Found after Twain's death, this story was written in oppodsition to the Philippine War of 1899-1902, and first published in 1923.

We are delighted to start presenting occasional one-off posts by guest authors with this fine essay by Cynthia Wachtell, author of War No More: The Antiwar Impulse in American Literature, 1861-1914.

By Cynthia Wachtell

I sometimes wonder what Mark Twain would make of America’s many modern wars. This year marks the centenary of Twain’s death, which means he died before World War I, World War II, Korea, Vietnam, the first Gulf War, and our current contretemps in Iraq and Afghanistan. Oh what a century he missed!

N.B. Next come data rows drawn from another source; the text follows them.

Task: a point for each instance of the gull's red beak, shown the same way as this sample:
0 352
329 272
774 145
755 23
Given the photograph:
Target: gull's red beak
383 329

Of course, Twain wrote the American classics Huckleberry Finn and Tom Sawyer, but he also spilled a lot of ink about war. In early 1899, in the wake of the shocking battle at Omdurman, in which eleven thousand poorly armed Dervishes in the Sudan were completely annihilated by British forces equipped with new Maxim machine guns, Twain reacted with obvious alarm.

He darkly mused, “Suppose circumstances made it necessary for us to fight another Waterloo . . . I will guess that 400,000 men were on hand at Waterloo . . . In five hours they disabled 50,000 men. It took them that tedious, long time because the firearms delivered only two or three shots a minute. But we would do the work now as it was done at Omdurman, with shower guns, raining 600 balls a minute.”

Twain worried that combat was becoming ever more modernly deadly. He grimly observed, “Cain did his murder with a club; the Hebrews did their murders with javelins and swords; the Greeks and Romans added protective armor and the fine arts of military organization and generalship; the Christian has added guns and gunpowder.” Twain knew the future of war would bring new innovations, even if he could not exactly envision aerial warfare, atomic bombs, napalm, and guided missiles.